The best part is that ALL of the above home controller applications can easily done using one Home Automation Gator PLC and still have left over digital and analog I/O.

"Let the power of the PLC be with you"
Enjoy
:sunglasses: :sunglasses: :sunglasses:

This is pretty cool, and probably something I should do for my home's watering system (right now, we run in manually, even though it has an electronic timer system - it is just difficult and fussy to program, and it being outside (though under the porch area) means that the switch contacts for the programming buttons and such don't work great, and you have to remember to shut it off in case of rain, etc).

Are you planning on adding a "ladder-logic programming" system to it?

A definite NO.

The Arduino functions are more than sufficient and easy to use than the "Relay Ladder Logic" of yesteryear. Your can do more with the Arduino's function set than any vintage PLC with RLL. The key is to mimic the PLC scan with functions like millis() to make sure all control functions are executed within the proper time frame.
:slight_smile:

Then what justifies calling it a PLC, The external watchdog timer and industrial looking I/O modules? I've always associated PLCs with their most common programming method of ladder logic symbology.

Lefty

Being in the electronics controls industry for over 30 years, I can answer this one.

A Programmable Logic Controller (PLC) has four major units ...

#1. Central processing unit (CPU) -- microprocessor, memory and power supply.
#2. Programmer/Monitor
#3. I/O modules (input and output modules) (in most cases isolated)
#4. Racks and Chassis.

This PLC defination was made before the use of microcontrollers came to the market.

To qualify as a PLC does not require the use of RLL - Relay Ladder Logic.
Modern PLC systems use flowcharts and or a combination of the IEC-1131 programming languages.

:sunglasses: :sunglasses: :sunglasses:

Even so, I think it would be cool to have ladder logic in there somewhere; it would probably have to be as a front-end preprocessor to the C code. While I realize that the Arduino and C can do everything and more that ladder-logic can, the fact that it is old-school, and there are a number of people who understand it still around, might make it useful in something like this; if a front-end pre-processor was available, then they could code and use that to translate over to AVR C...

:slight_smile:

The only decent RLL control language translation, I have seen, were done on a 8051 microcontroller, which has Boolean hardware instructions. The AVR Arduino has none.
:frowning: :frowning: :frowning:

A modern PLC is best used with Strutured Text, one of the IEC1131 languages. And thats very close to the Arduino, I have transalated some of my ST libs to the Arduino and it wasn't hard at all.
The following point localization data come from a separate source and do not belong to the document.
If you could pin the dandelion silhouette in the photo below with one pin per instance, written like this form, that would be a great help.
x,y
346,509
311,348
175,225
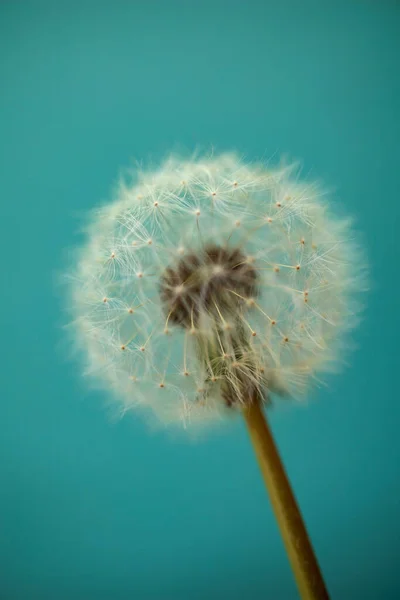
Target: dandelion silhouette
x,y
207,287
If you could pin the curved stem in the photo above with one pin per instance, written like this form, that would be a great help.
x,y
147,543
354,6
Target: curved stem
x,y
298,546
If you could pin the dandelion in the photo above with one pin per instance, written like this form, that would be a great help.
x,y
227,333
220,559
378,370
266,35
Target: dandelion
x,y
209,286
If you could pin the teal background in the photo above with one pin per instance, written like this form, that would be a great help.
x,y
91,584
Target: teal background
x,y
92,509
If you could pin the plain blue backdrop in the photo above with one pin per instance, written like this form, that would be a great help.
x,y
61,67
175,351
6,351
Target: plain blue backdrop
x,y
91,509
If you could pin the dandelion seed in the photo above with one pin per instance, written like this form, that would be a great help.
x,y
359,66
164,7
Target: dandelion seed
x,y
221,288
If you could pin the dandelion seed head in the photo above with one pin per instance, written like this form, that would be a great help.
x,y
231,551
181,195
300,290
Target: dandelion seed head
x,y
255,298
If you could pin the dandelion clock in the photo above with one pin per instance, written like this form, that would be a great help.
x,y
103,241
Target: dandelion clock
x,y
209,287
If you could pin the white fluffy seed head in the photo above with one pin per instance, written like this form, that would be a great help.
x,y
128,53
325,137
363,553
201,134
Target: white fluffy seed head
x,y
166,323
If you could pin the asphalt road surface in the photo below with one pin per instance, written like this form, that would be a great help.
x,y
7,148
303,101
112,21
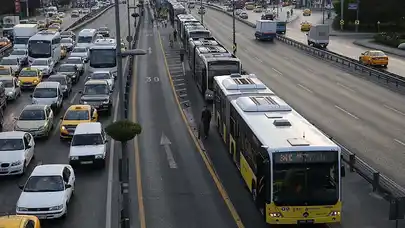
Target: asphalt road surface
x,y
364,117
177,188
88,208
338,44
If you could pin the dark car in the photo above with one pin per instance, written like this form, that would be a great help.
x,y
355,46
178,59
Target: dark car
x,y
65,82
97,93
104,31
71,71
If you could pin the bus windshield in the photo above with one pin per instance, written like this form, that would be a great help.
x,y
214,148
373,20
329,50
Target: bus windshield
x,y
39,49
306,183
85,39
103,58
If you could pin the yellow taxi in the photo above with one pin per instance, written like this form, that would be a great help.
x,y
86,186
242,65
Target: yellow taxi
x,y
19,221
306,26
63,52
307,12
54,27
75,115
374,58
29,77
6,71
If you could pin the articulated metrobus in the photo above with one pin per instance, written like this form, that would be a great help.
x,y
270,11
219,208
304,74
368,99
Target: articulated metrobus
x,y
211,61
292,170
103,56
45,44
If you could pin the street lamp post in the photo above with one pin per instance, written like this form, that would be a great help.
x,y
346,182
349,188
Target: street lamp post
x,y
123,95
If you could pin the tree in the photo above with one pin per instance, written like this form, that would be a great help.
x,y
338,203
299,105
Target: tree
x,y
123,130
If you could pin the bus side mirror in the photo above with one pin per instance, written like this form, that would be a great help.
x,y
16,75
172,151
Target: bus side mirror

In my opinion, ladder is gone. No kids want to learn it any more. Its just nostalgia for us oldies.

My suggestion is to create the PLC shield with 24VDC digital IO:s, 4-20mA analog IO:s and keep the programming as an Arduino.

I will agree with you on keeping the programming on the Arduino.

As for building a PLC shield, with mechanical and solid state relays switching AC and DC would be a definate design flaw. The switching noise will kill the microcontroller. You would never be able to get it to work properly.

If you include just 24 VDC digital I/O then you will be quite limited on the applications you could create with the PLC shield. Besides you still need a watchdog timer for safety and protection.

On your suggestion in using 4-20ma analog I/O (250 dropping resistors), the cost of the external 4-20 ma. transducers would be prohibitive.